In the case if you request via TCP care should be taken on network
security like DMZ/VPN/firewalls setup instead of sock_* parameters.
About the ready to run applications compatibility refer to
"fcgi_spawn" docs.
Every other thing is explained in FCGI::ProcManager docs.
The overall idea is to make Perl server-side scripts as convinient for newbies
and server administrators as PHP in FastCGI mode.
FCGI::Spawn is used to serve as a FastCGI process manager. Besides
the features the FCGI::ProcManager posess itself, the FCGI::Spawn is
targeted as web server admin understandable instance for building the own
fastcgi server with copy-on-write memory sharing among forks and with single
input parameters like the limits on the number of processes and maximum
requests per fork.
Another thing to mention is that it is able to execute any file
pointed by Web server ( FastCGI requester ).

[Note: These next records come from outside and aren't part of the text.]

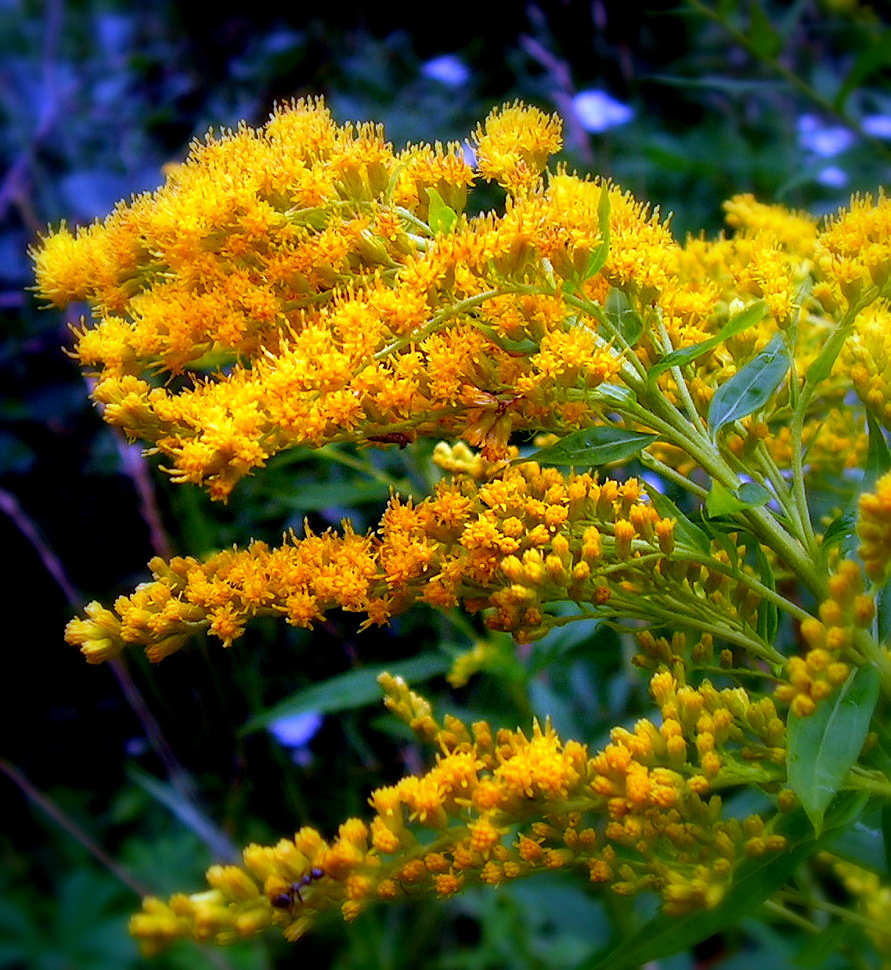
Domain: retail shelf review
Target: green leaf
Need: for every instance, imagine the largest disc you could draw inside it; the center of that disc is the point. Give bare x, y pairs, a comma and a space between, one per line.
858, 841
822, 748
599, 256
721, 501
753, 495
821, 365
686, 531
750, 388
764, 40
874, 58
736, 324
593, 446
841, 531
886, 834
828, 940
354, 688
624, 319
441, 218
756, 880
878, 456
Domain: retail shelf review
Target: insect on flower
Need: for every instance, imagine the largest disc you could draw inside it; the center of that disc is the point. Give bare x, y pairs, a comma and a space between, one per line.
286, 899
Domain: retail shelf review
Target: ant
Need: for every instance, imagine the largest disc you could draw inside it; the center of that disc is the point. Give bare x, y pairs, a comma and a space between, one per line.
285, 900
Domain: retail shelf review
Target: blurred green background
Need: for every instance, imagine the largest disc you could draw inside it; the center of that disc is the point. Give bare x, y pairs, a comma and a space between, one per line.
685, 104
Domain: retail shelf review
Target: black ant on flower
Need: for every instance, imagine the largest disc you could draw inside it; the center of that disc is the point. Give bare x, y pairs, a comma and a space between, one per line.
286, 899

So we have the daemon that is
hot ready for hosting providing :-)
The definitive care is taken in FCGI::Spawn on security. Besides
the inode settings on local UNIX socket taken as input parameter, it is
aware to avoid hosting users from changing the max_requests parameter meant
correspondent to MaxRequests Apache's forked MPM parameter, and the
respective current requests counter value as well.

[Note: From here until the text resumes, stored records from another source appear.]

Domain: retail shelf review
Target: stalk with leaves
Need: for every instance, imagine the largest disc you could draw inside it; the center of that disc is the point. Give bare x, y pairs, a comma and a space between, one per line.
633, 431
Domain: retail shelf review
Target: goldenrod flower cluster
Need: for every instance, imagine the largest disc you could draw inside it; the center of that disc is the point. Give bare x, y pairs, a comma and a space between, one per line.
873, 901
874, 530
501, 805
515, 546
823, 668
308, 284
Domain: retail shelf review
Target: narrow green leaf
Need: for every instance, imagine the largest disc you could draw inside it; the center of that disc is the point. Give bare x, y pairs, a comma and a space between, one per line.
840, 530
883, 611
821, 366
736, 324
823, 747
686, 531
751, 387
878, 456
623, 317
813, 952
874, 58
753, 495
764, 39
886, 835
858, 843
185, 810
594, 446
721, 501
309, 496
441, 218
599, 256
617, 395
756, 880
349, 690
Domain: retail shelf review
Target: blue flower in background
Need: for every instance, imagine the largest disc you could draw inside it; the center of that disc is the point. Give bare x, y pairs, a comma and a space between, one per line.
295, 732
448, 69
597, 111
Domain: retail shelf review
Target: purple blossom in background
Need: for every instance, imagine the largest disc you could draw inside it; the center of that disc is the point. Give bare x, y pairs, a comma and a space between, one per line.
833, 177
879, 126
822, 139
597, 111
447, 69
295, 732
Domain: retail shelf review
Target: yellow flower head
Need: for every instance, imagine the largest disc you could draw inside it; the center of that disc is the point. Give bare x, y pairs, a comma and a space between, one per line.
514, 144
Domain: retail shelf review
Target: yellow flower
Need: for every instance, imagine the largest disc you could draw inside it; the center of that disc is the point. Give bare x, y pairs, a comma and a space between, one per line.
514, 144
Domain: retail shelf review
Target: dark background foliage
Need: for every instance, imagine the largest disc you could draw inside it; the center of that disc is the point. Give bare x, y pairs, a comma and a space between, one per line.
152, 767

The aforementioned max_requests parameter takes also care about
the performance to avoid forks' memory leaks to consume all the RAM
accounted on your hardware.
For shared hosting it is assumed that system administrator
controls the process manager daemon script contents with those user hardware
consumption limits and executes it with a user's credentials. E. g., the
user should be able to send signal to the daemon to initiate graceful
restart on his/her demand ( this is yet to be done ) or change the settings
those administrator can specifically allow in the daemon starter script
without restart ( both of those features are about to be done in the future
).
The call stack lets you set up your own code reference for your
scripts execution. Also, feature exists that you can cache some object, like
the template or XSLT processor and the recompilation to happen only on the
template or xsl file(s) change. Environment variables can be preserved from
changing in CGI programs, too. Those features are new in 0.16.

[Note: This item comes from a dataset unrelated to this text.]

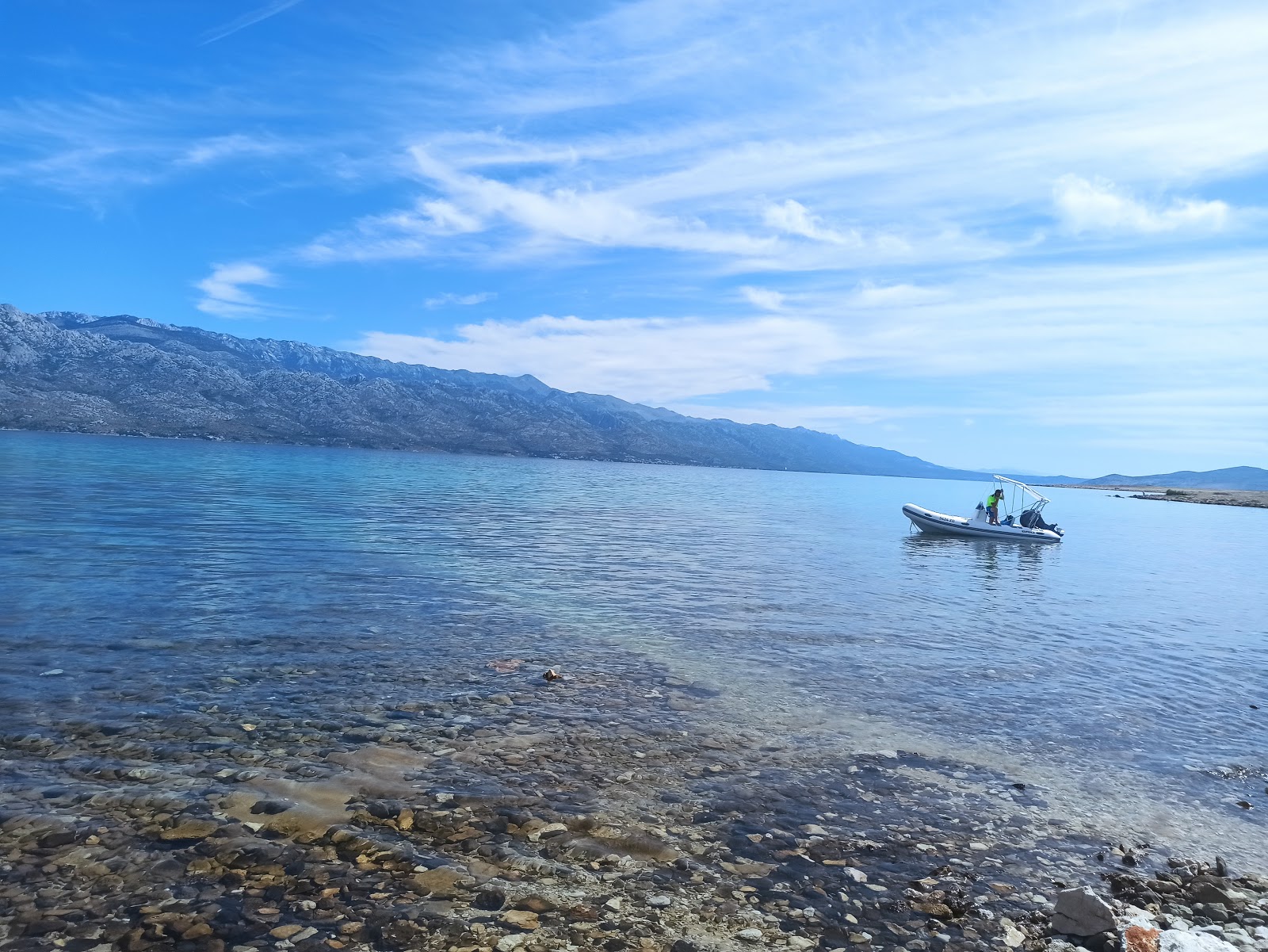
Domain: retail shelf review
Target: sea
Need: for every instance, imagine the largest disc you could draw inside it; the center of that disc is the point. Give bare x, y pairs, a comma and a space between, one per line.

Seeking for convention between high preformance needs that the
perl compile cache possess and the convinience of debugging with
recompilation on every request that php provides, the
"stats" feature allows you not to
recompile the tested source like those of DBI and frameworks but focus the
development on your application only, limiting the recompilation with your
application(s) namespace(s) only. This may be useful in both development
environment to make the recompilation yet faster and on a production host to
make the details of code adaptaion to hosting clear in a much less time
needed.
Here are the details for those unsatisfied with
"fcgi_spawn" but trying with FCGI::Spawn
anyway:
- You must configure socket
with %ENV or shell and tweak the
CGI.pm with the patch supplied, if need, at early before use
FCGI::Spawn.
%ENV and @INC
can be tweaked in the special BEGIN block or you can eval "use
FCGI::Spawn;" otherwise. This is because of setting up the socket
communication in the CGI::Fast, which is the part of Perl core
distribution, right in the BEGIN block, e. g. right before the
compilation.
- You should beware about CGI::Fast IS NOT included
at the moment this module is being used, e. g. IS ABSENT in
the %INC global hash.
- CGI scripts ( if not CGI.pm ) must be tweaked to use
$FCGI::Spawn::fcgi instead of new CGI or
CGI->new.
In other case they will not be able to process HTTP POST.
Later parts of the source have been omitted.